Apoyó el pie en el primer escalón temiendo que desapareciera bajo su peso.

Al ver que no era así, bajó el segundo escalón. Después el siguiente.

Había llegado a la mitad de la escalera cuando el olor lo envolvió.

Un olor intenso, nauseabundo, que penetró en sus fosas nasales haciéndolo toser.

Birch lo reconoció.

Llegó al final de la escalera y giró a la derecha. Algunos segundos después, Johnson se unió a él.

Al final del pasillo pintado de rojo, había una cortina negra, fina y polvorienta. A través de la cortina, Birch alcanzó a ver unas luces estroboscópicas muy potentes.

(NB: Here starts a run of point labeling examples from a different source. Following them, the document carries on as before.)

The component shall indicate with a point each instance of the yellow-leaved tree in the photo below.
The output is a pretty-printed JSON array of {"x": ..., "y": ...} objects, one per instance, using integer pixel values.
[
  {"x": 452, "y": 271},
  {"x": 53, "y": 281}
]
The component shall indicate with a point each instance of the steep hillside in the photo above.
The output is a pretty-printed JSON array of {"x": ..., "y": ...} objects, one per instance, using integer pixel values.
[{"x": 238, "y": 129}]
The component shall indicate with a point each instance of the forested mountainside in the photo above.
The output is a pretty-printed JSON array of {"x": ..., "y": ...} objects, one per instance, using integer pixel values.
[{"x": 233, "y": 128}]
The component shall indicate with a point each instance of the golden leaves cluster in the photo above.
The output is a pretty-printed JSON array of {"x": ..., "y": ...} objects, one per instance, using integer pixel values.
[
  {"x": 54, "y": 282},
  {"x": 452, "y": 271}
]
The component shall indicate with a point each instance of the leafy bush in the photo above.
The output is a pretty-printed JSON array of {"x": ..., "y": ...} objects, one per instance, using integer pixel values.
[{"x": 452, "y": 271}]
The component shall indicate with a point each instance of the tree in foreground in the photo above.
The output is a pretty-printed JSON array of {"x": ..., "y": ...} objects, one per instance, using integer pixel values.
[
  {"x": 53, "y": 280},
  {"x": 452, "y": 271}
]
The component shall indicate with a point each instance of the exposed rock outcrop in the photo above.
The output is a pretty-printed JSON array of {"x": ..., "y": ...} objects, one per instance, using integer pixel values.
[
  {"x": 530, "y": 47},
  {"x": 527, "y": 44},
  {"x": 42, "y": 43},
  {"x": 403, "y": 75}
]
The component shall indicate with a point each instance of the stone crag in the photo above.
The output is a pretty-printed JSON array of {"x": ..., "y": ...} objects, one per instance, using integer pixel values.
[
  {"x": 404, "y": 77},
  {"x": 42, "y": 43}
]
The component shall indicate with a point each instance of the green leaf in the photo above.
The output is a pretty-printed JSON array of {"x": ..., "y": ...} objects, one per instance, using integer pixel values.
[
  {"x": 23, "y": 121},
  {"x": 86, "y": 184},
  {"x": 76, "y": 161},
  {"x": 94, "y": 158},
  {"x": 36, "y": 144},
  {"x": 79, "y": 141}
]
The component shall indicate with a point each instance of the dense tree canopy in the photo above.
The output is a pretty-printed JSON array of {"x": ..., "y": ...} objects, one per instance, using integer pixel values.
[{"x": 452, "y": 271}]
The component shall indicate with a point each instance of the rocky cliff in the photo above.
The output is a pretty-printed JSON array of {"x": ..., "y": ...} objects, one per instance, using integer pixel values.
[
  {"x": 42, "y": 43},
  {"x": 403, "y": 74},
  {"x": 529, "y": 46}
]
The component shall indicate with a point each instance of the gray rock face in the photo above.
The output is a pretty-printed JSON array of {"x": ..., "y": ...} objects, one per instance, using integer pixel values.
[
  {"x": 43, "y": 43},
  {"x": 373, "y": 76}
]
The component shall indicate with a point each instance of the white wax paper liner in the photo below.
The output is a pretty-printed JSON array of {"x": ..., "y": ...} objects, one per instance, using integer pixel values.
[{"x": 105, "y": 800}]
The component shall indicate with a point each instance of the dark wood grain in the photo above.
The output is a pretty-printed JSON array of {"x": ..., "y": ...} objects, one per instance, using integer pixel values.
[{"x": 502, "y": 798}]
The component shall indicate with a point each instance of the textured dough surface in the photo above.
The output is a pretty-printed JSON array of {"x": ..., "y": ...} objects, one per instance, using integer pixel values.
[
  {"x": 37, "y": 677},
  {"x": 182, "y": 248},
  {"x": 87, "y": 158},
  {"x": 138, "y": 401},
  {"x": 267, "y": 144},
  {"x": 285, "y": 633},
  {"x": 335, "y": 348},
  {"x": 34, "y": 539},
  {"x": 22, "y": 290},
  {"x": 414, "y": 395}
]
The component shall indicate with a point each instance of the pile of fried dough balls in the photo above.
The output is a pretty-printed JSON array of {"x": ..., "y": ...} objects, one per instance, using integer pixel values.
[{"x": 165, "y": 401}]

El hedor era cada vez más intenso.

Era tan apestoso que Johnson se tapó la nariz. El calor dentro del edificio empeoraba aún más las cosas.

Birch metió una mano bajo la chaqueta y sacó la pistola automática, le hizo una seña a su compañero para que hiciera lo mismo. Johnson cogió la pistola y los dos avanzaron hacia la cortina y lo que se ocultaba detrás de ella.

La peste era casi insoportable; Johnson tenía el estómago revuelto. Apretó los dientes. Era lo único que podía hacer para no vomitar.

Birch había puesto una mano sobre la cortina y se disponía a correrla.

El volumen de la música y las risas aumentó. Las luces deslumbrantes de la sala se encendían y apagaban cada vez más rápidamente, y el olor tremendo y nauseabundo penetraba en sus narices llegándoles a los pulmones.

Birch miró a su compañero y le hizo una seña.

Corrió la cortina arrancándola prácticamente de la barra.

Los dos detectives entraron blandiendo las armas y mirando a su alrededor por la sala.

El espacio parecía muy grande comparado con los estrechos pasillos que habían recorrido. Era una sala circular con espejos deformantes alrededor; éstos retorcían y transformaban sus figuras de un modo antinatural y extraño. Las luces estroboscópicas rebotaban contra la superficie de los espejos y producían un efecto multiplicador.

Pero no fueron las luces ni los espejos, ni el olor nauseabundo lo que captó la atención de los detectives.

La visión de la figura que colgaba de un pedazo de cadena gruesa y dos ganchos de carnicería a diez metros del suelo en el centro de la sala, con los brazos extendidos como un Cristo, los fulminó.

Los dos hombres levantaron la mirada y vieron el cuerpo de Frank Denton.